Howard will build his program on a completely different bedrock than Beilein, who began his coaching career as a junior varsity high school coach and worked his way up the ladder to Ann Arbor. His successor, however, spent the last two-and-a-half decades playing and coaching at the ladder’s highest rung. Naturally, they see the job through different lenses.

Take recruiting, for example. Beilein never signed a McDonald’s All-American, but that didn’t stop him from coaching a Monday night game in both April of 2013 and 2018. In doing so, his program became the gold standard of developing talent. That process started at square one, with Beilein’s teams notoriously beginning each season with the most basic of passing drills.

Howard, on the other hand, has employed his NBA pedigree in his attempt to shoot for the stars. Following his formal introduction at the end of May, he extended 13 scholarship offers to top-45 prospects over the summer, per the 247 Sports 2020 Composite Rankings. Among that group was five-star power forward Isaiah Todd, who ultimately chose Michigan over Kansas, which had been recruiting him since eighth grade.

Todd’s pledge is more than a commitment. It’s a seismic shift in the Wolverines’ recruiting, which now appears eager to go toe-to-toe with the nation’s top programs. Eight of the aforementioned top-45 recruits have already committed, five of which selected Duke, Kentucky or North Carolina.

While adding Todd doesn’t automatically make Michigan a one-and-done factory, it sure defines exactly who Howard wants to be on the recruiting trail.
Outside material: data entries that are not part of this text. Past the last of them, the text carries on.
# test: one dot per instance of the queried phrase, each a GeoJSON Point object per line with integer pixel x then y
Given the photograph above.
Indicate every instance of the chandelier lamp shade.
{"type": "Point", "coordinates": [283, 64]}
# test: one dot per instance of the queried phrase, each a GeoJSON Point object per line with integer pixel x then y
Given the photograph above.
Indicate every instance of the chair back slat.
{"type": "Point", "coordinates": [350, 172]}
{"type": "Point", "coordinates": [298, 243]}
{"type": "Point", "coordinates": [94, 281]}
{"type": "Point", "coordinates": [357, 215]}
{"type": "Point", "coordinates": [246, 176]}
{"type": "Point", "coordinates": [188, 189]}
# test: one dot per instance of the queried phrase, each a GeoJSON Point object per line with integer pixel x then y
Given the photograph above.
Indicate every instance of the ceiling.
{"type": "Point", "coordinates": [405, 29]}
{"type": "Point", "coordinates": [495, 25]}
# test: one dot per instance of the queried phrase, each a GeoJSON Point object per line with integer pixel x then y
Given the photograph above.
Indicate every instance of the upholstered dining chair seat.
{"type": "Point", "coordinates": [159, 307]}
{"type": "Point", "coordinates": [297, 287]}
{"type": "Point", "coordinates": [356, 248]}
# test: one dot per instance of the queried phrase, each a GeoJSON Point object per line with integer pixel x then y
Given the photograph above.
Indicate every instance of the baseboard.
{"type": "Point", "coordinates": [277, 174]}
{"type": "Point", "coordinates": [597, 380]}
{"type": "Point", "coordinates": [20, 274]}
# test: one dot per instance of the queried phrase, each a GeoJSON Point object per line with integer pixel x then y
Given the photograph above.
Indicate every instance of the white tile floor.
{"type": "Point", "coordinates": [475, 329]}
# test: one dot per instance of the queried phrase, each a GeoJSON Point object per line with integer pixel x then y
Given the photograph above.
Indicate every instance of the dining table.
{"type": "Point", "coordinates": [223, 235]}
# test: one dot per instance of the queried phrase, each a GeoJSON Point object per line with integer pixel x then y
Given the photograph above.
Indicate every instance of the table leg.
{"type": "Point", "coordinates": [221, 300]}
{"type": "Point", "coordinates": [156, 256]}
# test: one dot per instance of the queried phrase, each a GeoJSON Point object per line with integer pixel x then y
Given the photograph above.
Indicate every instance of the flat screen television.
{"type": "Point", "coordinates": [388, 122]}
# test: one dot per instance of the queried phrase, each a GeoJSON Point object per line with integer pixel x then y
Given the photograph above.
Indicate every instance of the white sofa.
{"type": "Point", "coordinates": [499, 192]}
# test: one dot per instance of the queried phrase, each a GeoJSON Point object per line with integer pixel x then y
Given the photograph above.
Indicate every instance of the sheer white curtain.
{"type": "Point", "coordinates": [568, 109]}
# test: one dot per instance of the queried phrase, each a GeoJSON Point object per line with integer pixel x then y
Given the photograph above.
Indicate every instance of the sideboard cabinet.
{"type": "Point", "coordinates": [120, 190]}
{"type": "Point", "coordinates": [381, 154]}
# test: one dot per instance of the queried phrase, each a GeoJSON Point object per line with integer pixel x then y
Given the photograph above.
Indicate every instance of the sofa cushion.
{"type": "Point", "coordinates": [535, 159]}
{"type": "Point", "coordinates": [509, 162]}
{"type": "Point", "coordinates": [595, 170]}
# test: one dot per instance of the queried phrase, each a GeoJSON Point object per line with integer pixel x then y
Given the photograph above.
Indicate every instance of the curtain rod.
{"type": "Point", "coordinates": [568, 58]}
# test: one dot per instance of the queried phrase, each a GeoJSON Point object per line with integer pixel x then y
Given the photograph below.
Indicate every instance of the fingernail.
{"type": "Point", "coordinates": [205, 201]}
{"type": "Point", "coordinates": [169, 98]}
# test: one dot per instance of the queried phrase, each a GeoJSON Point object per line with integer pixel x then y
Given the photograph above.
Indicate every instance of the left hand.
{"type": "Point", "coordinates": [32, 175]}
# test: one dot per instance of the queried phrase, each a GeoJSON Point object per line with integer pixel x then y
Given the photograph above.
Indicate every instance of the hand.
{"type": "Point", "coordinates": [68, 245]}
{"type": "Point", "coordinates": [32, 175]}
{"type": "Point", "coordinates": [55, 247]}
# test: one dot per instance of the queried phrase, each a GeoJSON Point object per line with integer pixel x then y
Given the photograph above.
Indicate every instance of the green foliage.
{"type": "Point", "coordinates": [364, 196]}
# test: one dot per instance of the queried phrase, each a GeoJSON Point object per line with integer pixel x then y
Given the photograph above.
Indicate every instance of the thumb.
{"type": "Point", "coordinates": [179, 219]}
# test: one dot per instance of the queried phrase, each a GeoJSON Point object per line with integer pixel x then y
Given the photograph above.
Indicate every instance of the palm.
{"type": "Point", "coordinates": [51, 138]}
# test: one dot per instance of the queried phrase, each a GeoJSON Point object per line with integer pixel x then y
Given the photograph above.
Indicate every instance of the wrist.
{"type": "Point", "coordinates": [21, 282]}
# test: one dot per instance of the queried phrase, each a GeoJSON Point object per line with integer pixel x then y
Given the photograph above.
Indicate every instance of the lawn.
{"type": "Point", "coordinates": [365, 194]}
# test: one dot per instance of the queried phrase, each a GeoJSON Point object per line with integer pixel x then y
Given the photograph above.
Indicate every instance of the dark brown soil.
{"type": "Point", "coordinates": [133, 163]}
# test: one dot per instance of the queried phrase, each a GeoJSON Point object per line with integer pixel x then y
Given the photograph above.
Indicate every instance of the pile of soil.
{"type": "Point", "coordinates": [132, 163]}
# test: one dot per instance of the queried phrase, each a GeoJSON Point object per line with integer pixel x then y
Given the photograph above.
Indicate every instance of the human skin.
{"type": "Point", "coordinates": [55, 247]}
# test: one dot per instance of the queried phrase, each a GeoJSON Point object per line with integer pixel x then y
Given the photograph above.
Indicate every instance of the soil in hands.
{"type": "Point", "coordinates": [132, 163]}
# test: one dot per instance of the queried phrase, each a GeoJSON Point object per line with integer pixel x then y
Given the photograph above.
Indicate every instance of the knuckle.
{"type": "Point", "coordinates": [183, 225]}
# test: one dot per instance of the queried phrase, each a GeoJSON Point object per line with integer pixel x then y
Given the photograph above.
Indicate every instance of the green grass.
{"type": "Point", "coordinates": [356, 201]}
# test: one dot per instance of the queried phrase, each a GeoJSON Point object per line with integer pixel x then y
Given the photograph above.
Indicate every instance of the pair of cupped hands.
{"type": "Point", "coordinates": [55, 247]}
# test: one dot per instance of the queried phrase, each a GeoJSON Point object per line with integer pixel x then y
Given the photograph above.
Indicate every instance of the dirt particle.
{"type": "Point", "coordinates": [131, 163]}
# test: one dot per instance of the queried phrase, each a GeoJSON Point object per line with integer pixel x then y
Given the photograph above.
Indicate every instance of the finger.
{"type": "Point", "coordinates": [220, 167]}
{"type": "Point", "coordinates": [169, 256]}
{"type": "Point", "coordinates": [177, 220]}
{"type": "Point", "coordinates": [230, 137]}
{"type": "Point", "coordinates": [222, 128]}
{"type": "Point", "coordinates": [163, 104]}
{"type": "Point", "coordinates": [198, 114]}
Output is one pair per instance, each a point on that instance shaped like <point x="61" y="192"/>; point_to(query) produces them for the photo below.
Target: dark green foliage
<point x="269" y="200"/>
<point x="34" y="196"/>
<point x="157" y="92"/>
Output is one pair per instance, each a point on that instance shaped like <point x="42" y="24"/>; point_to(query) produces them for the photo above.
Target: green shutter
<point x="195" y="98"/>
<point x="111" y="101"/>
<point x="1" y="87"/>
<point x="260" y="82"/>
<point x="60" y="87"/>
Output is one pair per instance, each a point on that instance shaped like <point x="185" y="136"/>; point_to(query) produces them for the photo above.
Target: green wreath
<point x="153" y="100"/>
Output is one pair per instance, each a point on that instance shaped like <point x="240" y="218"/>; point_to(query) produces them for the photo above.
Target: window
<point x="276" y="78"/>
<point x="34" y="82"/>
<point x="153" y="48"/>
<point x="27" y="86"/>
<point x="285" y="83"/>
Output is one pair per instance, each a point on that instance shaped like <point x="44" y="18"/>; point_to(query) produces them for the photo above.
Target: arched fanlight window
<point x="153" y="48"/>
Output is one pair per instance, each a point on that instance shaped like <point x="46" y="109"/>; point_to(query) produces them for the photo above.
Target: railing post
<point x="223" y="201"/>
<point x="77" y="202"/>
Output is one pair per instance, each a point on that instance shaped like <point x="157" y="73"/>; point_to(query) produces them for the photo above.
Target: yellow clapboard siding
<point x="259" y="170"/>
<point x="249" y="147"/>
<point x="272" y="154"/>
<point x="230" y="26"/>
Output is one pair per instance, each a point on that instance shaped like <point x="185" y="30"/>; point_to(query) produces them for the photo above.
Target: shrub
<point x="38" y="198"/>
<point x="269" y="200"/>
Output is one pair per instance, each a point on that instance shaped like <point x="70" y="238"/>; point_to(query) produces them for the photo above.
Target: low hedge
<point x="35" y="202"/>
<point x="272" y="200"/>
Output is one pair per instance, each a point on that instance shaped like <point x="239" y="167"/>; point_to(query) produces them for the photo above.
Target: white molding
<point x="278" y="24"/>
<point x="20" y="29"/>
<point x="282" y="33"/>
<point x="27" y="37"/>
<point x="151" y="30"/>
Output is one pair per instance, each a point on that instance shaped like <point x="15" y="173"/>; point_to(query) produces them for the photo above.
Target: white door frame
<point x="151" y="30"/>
Howard has been as aggressive as any other recruiter in the country since his hiring — an effort that appears aligned with the Wolverines’ anticipated transition to an NBA-like brand of basketball. Last season, Beilein’s offense finished 341st in the nation in possessions per game. In Friday’s exhibition onslaught, Michigan’s used every transition opportunity to attack the rim or create uncontested jumpers, while 19 first-half possessions ended in shots off one pass. There’ll be growing pains, particularly with shot selection, but that type of up-tempo offense was previously absent in Ann Arbor.

“If you’re open, I want our guys to shoot it,” Howard said on Friday. “I don’t want them to have a second guess or think the game and play like robots. I just want them to read the game, read time and possession.”

The philosophy led to 31 three-point attempts — a figure which Michigan eclipsed just twice all of last season.

“Coach Beilein liked quick shots if they were wide open,” said junior forward Isaiah Livers. “Coach Howard likes quick shots, but smart quick shots — not a contested shot. He wants to run. If we get stops, we better reward ourselves.

“ … It’s just the adjustment of you get a steal and there’s two guys ahead of you, you’re like, ‘Ah, I’m gonna hold off.’ That’s how it used to be. Coach Howard’s implemented you get up to that halfcourt and you get to that free throw line and then you make your decision of if you’re going to pull it out or go. ‘Just be a basketball player,’ that’s what he tells us.”

That message is in line with Howard’s idea of positionless basketball. With multiple players on the roster athletic enough to guard multiple positions, there’s room to get creative.

Against Appalachian State, the country will get a glimpse of what, exactly, that entails. And Ann Arbor will get a glimpse of what, exactly, hiring a first-time head coach with no college coaching experience entails.

The transition won’t be seamless, but early returns suggest Michigan athletic director Warde Manuel nailed this hire in the wake of Beilein’s sudden exit. It’s now up to the ones who wear the unchanged jerseys, not suits, to prove it.